Все у меня шло нормально, я проучился два курса. И опять вопросы: ту ли профессию избрал, не случайный ли это выбор? Надо как-то всерьез разобраться, чем же мне заниматься на этом свете. В результате начал уже сознательно выбирать именно «свою» профессию. Я ходил на занятия в Ленинградский университет, знакомился со студентами, профессорами, чуть не пошел на философский факультет, но кто-то меня отговорил, объяснив, что учиться там интересно, но когда кончаешь факультет, ощущение такое, что никакой профессии у тебя нет. В результате этих и других размышлений я, наконец, избрал экономический факультет Московского государственного университета, где и стал учиться. Окончил его, получил диплом с отличием, тем не менее в аспирантуру, где было полно мест, меня не взяли – опять же из-за репрессированного отца. Я преподавал года два политэкономию в заочном лесотехническом техникуме, подрабатывая лекциями по линии общества «Знание», защитил-таки в МГУ кандидатскую диссертацию, получил звание кандидата экономических наук, но снова казалось, что занимаюсь не своим делом. Все больше задумывался о том, что экономика и политэкономия – слишком далекие от человека области знания, которые игнорируют огромные пласты человеческих проблем.

– И вы пришли в социологию, которая как раз тогда начинала возрождаться?

– Да, социология по своим возможностям, мне казалось, значительно ближе к человеку, хотя в то время само слово «социология» было официально запрещено, а сектор в Институте философии, где я стал работать, назывался «новых форм труда и быта».

– Владимир Николаевич, а это не было своего рода «модой», как практически в то же время – на «физиков»?

– Не думаю. Я во всяком случае заинтересовался социологией потому, что она изучает проблемы общества и человека. И это действительно так. Благодаря ее развитию по-новому открывалось советское общество.

Потом я получил приглашение от Сибирского отделения Академии наук, мы с семьей уехали в Академгородок, где я сразу возглавил группу, которая называлась социологической, но там были и юристы, и философы, и экономисты. Короче говоря, эта группа начала работать, было очень интересно, мы имели довольно большие возможности и провели массовые обследования молодежи Сибири.

– По проблемам профессиональной ориентации?

– Я не знаю, почему на первое место вышла «профессиональная ориентация». По существу, это было исследование социальной структуры и социальной мобильности – типично социологических проблем, весьма важных для общества. Что и привлекало.
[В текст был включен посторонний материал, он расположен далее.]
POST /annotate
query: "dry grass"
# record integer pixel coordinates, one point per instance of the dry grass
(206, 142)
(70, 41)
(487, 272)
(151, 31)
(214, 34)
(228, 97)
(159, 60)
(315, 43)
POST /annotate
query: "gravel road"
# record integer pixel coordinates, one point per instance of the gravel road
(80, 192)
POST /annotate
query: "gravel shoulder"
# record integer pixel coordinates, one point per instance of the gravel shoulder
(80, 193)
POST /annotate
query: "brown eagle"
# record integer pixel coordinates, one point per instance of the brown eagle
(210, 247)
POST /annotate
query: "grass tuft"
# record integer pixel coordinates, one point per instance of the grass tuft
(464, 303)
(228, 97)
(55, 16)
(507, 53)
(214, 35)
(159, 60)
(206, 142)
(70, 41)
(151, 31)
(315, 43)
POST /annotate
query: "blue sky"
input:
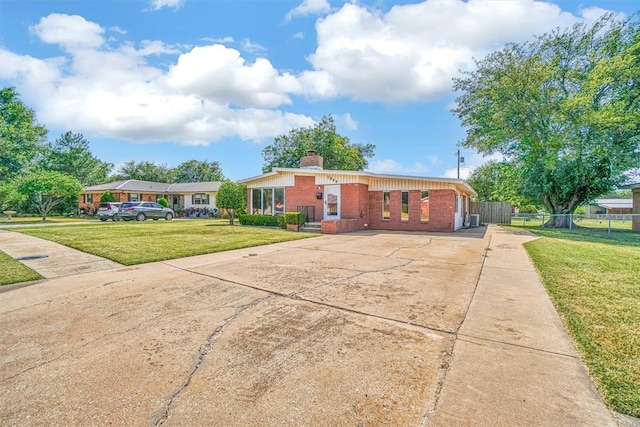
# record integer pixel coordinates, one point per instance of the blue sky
(172, 80)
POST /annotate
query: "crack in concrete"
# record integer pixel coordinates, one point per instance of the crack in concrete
(525, 347)
(61, 355)
(449, 357)
(203, 350)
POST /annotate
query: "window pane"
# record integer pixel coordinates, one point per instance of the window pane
(424, 206)
(386, 205)
(267, 201)
(278, 197)
(405, 206)
(256, 201)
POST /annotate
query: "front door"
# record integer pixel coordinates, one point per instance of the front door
(331, 202)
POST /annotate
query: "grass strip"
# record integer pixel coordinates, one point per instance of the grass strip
(14, 271)
(594, 285)
(133, 242)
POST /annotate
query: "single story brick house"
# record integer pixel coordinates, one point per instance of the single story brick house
(182, 196)
(635, 204)
(610, 206)
(346, 201)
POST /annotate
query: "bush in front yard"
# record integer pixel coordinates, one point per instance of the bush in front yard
(260, 220)
(295, 218)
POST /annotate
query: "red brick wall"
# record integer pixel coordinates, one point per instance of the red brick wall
(303, 193)
(441, 211)
(354, 201)
(335, 226)
(636, 209)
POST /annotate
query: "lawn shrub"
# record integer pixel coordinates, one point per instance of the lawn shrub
(295, 218)
(259, 220)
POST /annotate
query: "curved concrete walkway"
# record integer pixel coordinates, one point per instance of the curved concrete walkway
(361, 329)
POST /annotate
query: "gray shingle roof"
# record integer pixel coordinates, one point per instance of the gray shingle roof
(156, 187)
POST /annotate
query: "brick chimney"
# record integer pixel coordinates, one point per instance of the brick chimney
(311, 161)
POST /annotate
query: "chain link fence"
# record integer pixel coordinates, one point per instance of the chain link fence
(601, 223)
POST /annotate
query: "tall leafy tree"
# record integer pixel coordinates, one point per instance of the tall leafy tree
(501, 182)
(21, 137)
(145, 171)
(563, 109)
(47, 189)
(338, 152)
(231, 197)
(198, 171)
(70, 154)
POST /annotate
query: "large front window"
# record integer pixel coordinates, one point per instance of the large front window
(267, 201)
(200, 199)
(386, 205)
(405, 206)
(424, 206)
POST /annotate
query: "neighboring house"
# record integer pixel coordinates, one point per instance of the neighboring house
(635, 204)
(180, 196)
(345, 201)
(610, 206)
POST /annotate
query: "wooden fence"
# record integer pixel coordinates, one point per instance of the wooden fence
(492, 212)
Работа в социологии доставляла мне удовольствие, и материалы, которые мы подготовили, имели довольно большой резонанс еще тогда. Первые же публикации, особенно статья «Молодежь вступает в жизнь», опубликованная в «Вопросах философии» (1965), вызвали широкий отклик. Были перепечатки, переводы, дискуссии – в частности, по проблемам занятости молодежи, престижа профессий и т.д. Все это приносило нам определенную известность. Я уже заведовал сектором, потом возглавил социологический отдел в Институте филологии, философии и истории Сибирского отделения Академии наук, принимал участие в ряде международных конференций, конгрессов и так далее. Одновременно мы создали «подпольную» кафедру социологии в Новосибирском университете. Все это давало ощущение, что я довольно полно реализую свой потенциал – можно даже сказать, что это в какой-то степени продолжается и сейчас.

Но на определенном этапе мне показалось, что социология – по мере того, как она институционализировалась – начинает сковывать меня. Я говорю об этом потому, что искал какие-то выходы. Их я видел в философии и в публицистике, которыми все больше интересовался. В философском плане я был довольно необразованным человеком, на уровне факультета МГУ, что, конечно, далеко не достаточно для профессионально работающего человека. И я «начитывался». А в итоге пришел в публицистику – благодаря главным образом публикациям в «Новом мире». Первые мои публикации были о французской школе, потом – по проблемам молодежи в наших условиях, потом – о возможностях различных исследовательских методов, и в частности, качественных методов исследования социальных проблем (это довольно известная статья «Пределы»), потом прошла серия социально-философских эссе (уже в начале перестройки). Мои философские интересы все больше смыкались с интересом к проблемам религии, которыми у нас не было принято заниматься – да я думаю, и теперь значительная часть наших современных, так сказать, интеллектуалов сохранила в этом смысле боязнь и робость по отношению к религии.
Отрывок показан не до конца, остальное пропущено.